Wednesday, June 23, 2010
The Barbary apes of Gibraltar are entertaining and amazingly smart- while eating lunch (inside a protected enclosure) we spotted one of them scurrying of with a pack of principe cookies...a few minutes later we caught him dextrously unwrapping the food and pulling out one cookie examining it and then eating it in small bites as though he knew the proper procedure- it looked like a furry oversized todler who had finally gotten into the cookie jar- and DID NOT want to share the spoils :)
We took a cable car to the top of the rock and the views were amazing! It was funny to hear and see english everywhere and I was impressed by the ease with which the sales clerks and tour guides flowed from english to spanish flawlessly.
Sunday, June 6, 2010
Tuesday, June 1, 2010
11am and temperatures had already reached 45!!! (thats like over 100 degrees farenheight)
But we chose a place in the shade and drew one of the many beautiful fuentes in the extensive gardens behind the Alkasares. After several hours baking in the sun- i mean sketching, we walked around to see if we could spot the famoso pavo real!! And after about haf an hour we were just about to give up when we practically stepped on the thing as we rounded a corner. It was just sitting calmly in a pile of leaves enjoying the shade.
Needless to say we took loads of pictures and we were amazed at how close we were able to get to the beautiful bird ...perhaps he is used to the paparazzi -i mean after all his feathers really are exquisite.
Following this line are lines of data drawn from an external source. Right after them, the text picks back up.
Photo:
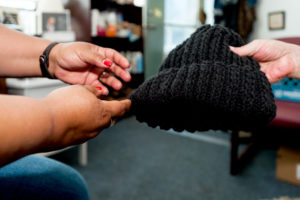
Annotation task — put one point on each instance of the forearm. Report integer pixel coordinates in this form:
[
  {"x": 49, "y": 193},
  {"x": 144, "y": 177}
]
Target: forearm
[
  {"x": 25, "y": 126},
  {"x": 19, "y": 53}
]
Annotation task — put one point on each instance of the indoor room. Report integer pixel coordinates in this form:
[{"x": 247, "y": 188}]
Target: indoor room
[{"x": 150, "y": 99}]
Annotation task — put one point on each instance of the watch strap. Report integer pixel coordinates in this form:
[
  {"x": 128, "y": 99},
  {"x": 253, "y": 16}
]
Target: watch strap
[{"x": 44, "y": 61}]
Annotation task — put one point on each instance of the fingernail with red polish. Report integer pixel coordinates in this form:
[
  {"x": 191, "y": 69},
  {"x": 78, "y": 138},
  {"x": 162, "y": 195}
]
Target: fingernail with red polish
[{"x": 107, "y": 63}]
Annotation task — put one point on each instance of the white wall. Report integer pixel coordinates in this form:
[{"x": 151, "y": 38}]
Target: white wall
[{"x": 292, "y": 19}]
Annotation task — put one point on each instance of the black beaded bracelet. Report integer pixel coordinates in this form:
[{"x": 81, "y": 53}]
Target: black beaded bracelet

The only funny thing was that compared to the female, the macho was much more beautiful and she looked extremely plain. But the grounds keeper was saying that the reason for the colorful feathers was merely to show off for the female and the rest of the time he had to drag the heavy load behind him lol its amazing what some creatures do to attract a mate.
Sunday, May 30, 2010
It makes me smile to see families out for a walk or just sitting down to dinner at 11:30 or midnight. Apparently as the summer nights get warmer the Sevillanos stay out later and later...
Sorry for the abbreviated posts- but exam time is also here and I am definitely feeling the time crunch!!
Monday, May 24, 2010
It was a wonderful and a much needed dose of family :)
We went all around Sevilla including a riverside bar with mojitos and great music, a traditional flamenco performance full of duende, La Catedral, La Giralda, Los Reales Alkasares and then the Costa del Sol.
Thursday, May 6, 2010
Sunday, May 2, 2010
Before heading to Morocco we went to la Feria dressed in traditional wear to take part in one of Spain's most famous celebrations.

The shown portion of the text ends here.